The unique capabilities of global telecommunications create a special satsang-like quality for the new virtual spiritual communities on the Net. In the past, “place-based” communities were shaped and defined by culture, race, language, geography. Now we are seeing clusters of discussion groups forming electronic communities that are bonded by spirit, floating in the non-local domain of conscious space. Drawn together by spiritual interest, sharing vision, beliefs, interests, passions, rituals, and inquiry, these satsangs literally occur in the timeless, placeless, universal, intangible reality of cyberspace which is increasingly taking on the qualities of consciousness itself.

Taradoxically, the anonymous and depersonalising aspects of electronic communication create conditions for the intimate communion of satsang. People often feel much freer in cyberspace to cut through superfluities quickly and seem more willing to reveal, confession-like, their inner-most essence, which they otherwise usually keep locked up within. The electronic transmission of disembodied intelligence provides greater freedom from the personal characteristics that often distract attention from the Self. Here is the opportunity to see through the usual identifications—physical appearance, age, gender, race, culture—that mask the underlying source identity itself. This electronic or light-based global communication could well become a true communion in the deepest meaning of sharing the intangible reality that we actually have and are in common—freeing us to recognize the luminous all-pervading buddhamind mysteriously in dialogue with itself.

So could this be a contemporary domain for the non-dual guru function? Cyberspace may or may not produce the guru as embodied personality—certainly many individuals are already showing up on the Web and in newsgroups to claim a teaching role or provide collegial spiritual support. Yet I see a new possibility emerging here, consistent with the Internet's fundamental character as an self-organizing, egalitarian and freedom loving community that resists authority, control and external regulation. Perhaps we will see the emergence of the guru function as a communal expression. Perhaps cyberspace itself is the progressively materializing face of a global guru, manifesting as the collectivity of evolved souls who remind one another of their prior unity and identity. Perhaps the “we” of the cyberspace community is the first-person talk of our greater Self. I remember David Spangler, one of our contemporary propohets, at the Omega Institute in the early 80’s, musing that in our time the messiah would be a collective entity, not a solitary individual. It makes sense that in the great age of the global collective, the guru would also be a global presence. As Christ said, “When two or more are gathered in my name, I am with you.” So what occurs when millions of computer users face the screen of Self and together inquire “Who am I?” Could this not evoke the very liberating power that satsang—the company of truth itself—has released for millenia?

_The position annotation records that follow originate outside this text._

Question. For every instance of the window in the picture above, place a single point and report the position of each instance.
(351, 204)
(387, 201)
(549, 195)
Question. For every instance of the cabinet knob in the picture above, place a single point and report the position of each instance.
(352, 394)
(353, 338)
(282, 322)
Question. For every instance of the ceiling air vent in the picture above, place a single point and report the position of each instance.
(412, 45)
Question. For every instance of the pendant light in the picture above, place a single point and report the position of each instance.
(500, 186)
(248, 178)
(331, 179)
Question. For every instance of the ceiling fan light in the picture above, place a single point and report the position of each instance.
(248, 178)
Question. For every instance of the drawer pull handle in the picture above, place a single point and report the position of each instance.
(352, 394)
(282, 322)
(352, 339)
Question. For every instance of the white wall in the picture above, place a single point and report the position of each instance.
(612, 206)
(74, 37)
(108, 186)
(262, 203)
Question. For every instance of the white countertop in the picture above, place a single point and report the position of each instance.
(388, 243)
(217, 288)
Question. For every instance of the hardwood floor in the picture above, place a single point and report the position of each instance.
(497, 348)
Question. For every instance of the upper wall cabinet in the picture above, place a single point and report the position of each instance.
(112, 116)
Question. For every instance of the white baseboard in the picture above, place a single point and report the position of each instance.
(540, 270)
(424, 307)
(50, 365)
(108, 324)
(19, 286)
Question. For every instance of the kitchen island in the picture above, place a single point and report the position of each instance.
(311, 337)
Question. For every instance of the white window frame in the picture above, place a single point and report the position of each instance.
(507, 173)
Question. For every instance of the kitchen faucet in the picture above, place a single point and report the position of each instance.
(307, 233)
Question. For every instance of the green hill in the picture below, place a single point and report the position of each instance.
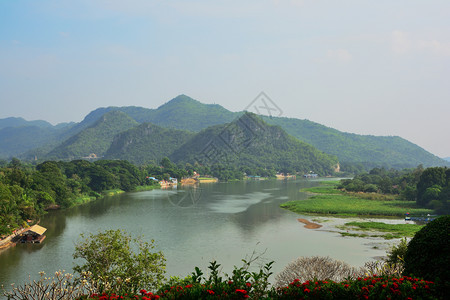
(146, 143)
(249, 141)
(186, 113)
(392, 151)
(94, 139)
(21, 122)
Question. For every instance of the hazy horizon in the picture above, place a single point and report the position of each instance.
(378, 68)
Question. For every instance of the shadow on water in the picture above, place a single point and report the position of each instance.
(191, 225)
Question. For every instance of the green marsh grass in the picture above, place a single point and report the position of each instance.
(397, 230)
(330, 201)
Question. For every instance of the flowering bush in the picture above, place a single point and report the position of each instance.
(362, 288)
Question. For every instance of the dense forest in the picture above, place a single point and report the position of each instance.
(251, 142)
(27, 191)
(31, 140)
(429, 187)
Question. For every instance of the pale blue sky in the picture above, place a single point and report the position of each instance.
(367, 67)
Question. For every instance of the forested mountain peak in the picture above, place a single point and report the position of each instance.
(95, 139)
(249, 141)
(146, 143)
(20, 122)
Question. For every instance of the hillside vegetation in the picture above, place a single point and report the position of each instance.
(354, 152)
(249, 141)
(146, 143)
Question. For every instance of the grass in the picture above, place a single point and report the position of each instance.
(141, 188)
(397, 230)
(330, 201)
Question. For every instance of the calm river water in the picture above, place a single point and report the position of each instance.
(192, 226)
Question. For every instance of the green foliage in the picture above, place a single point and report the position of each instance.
(146, 143)
(316, 268)
(375, 287)
(346, 205)
(109, 258)
(369, 151)
(27, 191)
(434, 186)
(428, 253)
(94, 139)
(249, 144)
(241, 284)
(396, 255)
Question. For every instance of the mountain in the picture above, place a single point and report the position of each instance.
(16, 140)
(182, 112)
(392, 151)
(20, 122)
(186, 113)
(146, 143)
(250, 141)
(18, 135)
(95, 139)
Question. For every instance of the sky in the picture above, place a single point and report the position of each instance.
(366, 67)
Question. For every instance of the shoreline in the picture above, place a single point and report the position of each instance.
(309, 224)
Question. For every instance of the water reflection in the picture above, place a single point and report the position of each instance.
(192, 226)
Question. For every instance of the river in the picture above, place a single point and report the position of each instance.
(193, 226)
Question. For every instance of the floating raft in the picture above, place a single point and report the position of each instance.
(33, 234)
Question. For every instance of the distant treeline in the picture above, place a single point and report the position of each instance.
(429, 187)
(26, 191)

Cyberspace represents the same paradoxes as the non-dual realisation: it is at the same time globalizing and decentralizing, bringing about a collective unity of consciousness while simultaneously allowing the flowering of individual empowerment and self-expression. The one and the many, the invisible light and the multiple virtual forms of multi-media and information, the harmony of transcendental unity and the proliferating immanent manifestation. And all of it consciousness’ eternal play of entertainment and self-knowing, projecting in infinite space. Who is to say what new surprise the infinite creativity of the great Mystery will reveal in this ongoing dance of awakening?